According to Vinay Kunar Vutukru, the World Bank’s senior agricultural economist, talks are expected wrap up within the next eight weeks. The World Bank is currently investing $500 million in several other projects in the sector.
“We are currently in talks with the government with a view to continue our support to the agriculture sector to enhance food production,” said Vutukuru.
Vutukuru made the comments during the Nairobi inauguration of a five-year migration and invasive pests and weeds control strategy, hosted on Monday, 7 February.
In 2019, desert locusts reached Kenya, ravaging thousands of acres and posing a serious danger to food security.
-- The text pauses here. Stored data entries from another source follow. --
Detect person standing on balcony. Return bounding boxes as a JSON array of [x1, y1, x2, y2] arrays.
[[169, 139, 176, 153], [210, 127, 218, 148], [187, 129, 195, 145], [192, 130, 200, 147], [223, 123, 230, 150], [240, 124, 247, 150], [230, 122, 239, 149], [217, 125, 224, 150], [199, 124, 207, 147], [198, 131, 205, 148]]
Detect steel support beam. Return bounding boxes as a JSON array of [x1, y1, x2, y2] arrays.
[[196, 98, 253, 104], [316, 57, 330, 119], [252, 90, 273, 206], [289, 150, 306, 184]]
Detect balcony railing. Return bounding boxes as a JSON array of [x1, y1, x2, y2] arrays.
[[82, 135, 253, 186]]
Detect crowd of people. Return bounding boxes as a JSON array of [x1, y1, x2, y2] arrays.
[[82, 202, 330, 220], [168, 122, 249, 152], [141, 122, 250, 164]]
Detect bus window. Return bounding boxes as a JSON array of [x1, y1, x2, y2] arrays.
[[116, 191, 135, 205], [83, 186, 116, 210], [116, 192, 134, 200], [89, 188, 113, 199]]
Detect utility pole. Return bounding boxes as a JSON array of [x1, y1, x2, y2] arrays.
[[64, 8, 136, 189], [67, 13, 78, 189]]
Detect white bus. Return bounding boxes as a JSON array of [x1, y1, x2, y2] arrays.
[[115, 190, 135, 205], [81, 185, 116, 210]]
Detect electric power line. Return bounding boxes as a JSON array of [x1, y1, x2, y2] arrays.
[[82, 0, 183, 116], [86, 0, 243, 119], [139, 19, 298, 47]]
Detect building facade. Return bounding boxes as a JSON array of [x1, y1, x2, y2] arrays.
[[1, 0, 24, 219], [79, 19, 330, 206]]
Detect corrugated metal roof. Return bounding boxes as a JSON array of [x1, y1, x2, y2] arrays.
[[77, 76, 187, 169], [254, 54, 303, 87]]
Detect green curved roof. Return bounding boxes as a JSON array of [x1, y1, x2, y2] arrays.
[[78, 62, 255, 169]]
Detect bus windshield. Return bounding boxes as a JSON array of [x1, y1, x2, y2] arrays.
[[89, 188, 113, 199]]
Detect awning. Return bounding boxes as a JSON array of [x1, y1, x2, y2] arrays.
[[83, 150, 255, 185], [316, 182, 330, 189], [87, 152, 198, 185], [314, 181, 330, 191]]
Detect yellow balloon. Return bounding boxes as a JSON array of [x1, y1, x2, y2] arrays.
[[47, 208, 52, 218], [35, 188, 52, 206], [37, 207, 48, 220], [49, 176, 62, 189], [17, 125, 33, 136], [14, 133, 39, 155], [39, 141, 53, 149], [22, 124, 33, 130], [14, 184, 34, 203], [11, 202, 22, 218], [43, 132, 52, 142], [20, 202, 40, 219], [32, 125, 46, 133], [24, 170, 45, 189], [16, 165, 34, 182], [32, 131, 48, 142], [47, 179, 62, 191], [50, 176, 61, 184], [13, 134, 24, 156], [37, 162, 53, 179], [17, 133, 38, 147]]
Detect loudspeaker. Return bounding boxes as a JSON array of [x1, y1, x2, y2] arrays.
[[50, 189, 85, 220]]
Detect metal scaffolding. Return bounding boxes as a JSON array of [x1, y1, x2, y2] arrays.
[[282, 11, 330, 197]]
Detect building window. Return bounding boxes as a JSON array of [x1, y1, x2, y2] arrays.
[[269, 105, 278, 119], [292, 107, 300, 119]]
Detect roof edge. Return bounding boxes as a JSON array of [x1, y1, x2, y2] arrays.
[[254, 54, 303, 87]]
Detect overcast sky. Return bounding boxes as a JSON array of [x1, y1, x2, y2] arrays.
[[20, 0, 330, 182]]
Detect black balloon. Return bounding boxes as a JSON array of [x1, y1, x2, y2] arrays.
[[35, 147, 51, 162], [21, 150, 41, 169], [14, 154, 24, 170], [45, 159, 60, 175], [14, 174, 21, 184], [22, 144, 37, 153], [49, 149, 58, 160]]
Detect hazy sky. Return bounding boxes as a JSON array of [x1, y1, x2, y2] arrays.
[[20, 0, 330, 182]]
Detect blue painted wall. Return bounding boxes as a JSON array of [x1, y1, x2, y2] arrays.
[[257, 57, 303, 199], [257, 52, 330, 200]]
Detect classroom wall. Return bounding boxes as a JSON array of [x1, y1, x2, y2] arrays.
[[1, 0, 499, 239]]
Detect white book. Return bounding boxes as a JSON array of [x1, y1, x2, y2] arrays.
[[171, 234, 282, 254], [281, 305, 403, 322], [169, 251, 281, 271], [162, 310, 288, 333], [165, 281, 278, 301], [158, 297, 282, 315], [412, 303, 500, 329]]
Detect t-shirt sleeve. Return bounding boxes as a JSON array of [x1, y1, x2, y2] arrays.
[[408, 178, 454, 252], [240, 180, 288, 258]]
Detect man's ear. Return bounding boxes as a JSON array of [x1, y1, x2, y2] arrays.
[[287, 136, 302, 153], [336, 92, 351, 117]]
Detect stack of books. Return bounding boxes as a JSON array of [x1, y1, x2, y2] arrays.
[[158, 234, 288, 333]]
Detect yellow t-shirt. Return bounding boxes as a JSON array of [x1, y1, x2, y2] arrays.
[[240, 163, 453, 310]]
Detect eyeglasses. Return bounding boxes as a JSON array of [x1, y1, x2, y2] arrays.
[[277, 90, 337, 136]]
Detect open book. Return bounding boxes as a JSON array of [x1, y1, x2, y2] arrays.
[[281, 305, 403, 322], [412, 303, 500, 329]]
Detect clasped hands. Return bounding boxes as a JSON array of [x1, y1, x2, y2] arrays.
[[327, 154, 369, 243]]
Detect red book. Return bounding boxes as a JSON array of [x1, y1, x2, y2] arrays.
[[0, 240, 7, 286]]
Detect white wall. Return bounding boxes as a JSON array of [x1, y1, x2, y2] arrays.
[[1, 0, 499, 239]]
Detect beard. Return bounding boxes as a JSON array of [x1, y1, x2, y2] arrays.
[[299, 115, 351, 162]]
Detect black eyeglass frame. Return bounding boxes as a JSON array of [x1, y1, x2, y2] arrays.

The catastrophe caused by the locust invasions, underlined the necessity for a well-coordinated, multi-sectoral and multi-stakeholder approach to migratory and invasive pest control, said Kenya’s agriculture cabinet secretary Peter Munya.
The lessons learned from the invasion, as well as the introduction of other invasive pests and weeds, have shown institutional and coordination weaknesses, according to Munya.
“This ministry with the support of the Food and Agriculture Organisation and the World Bank spearheaded the development of the Strategy for Management of Migratory and Invasive Pests,” he said, as reported by The East African.
Kenya had previously received a loan from the World Bank for the sum of $200 million, in June of 2018.
“The World Bank today approved a $200 million International Development Association (IDA)* credit to assist Kenya in managing the impacts of climate and disaster risks,” the bank said in a statement released at the time. “Extreme climatic events have long threatened development progress in Kenya, where 84% of the land is classified as arid or semi-arid, and where droughts and floods are estimated to cost the economy over 2% of GDP each year on average.”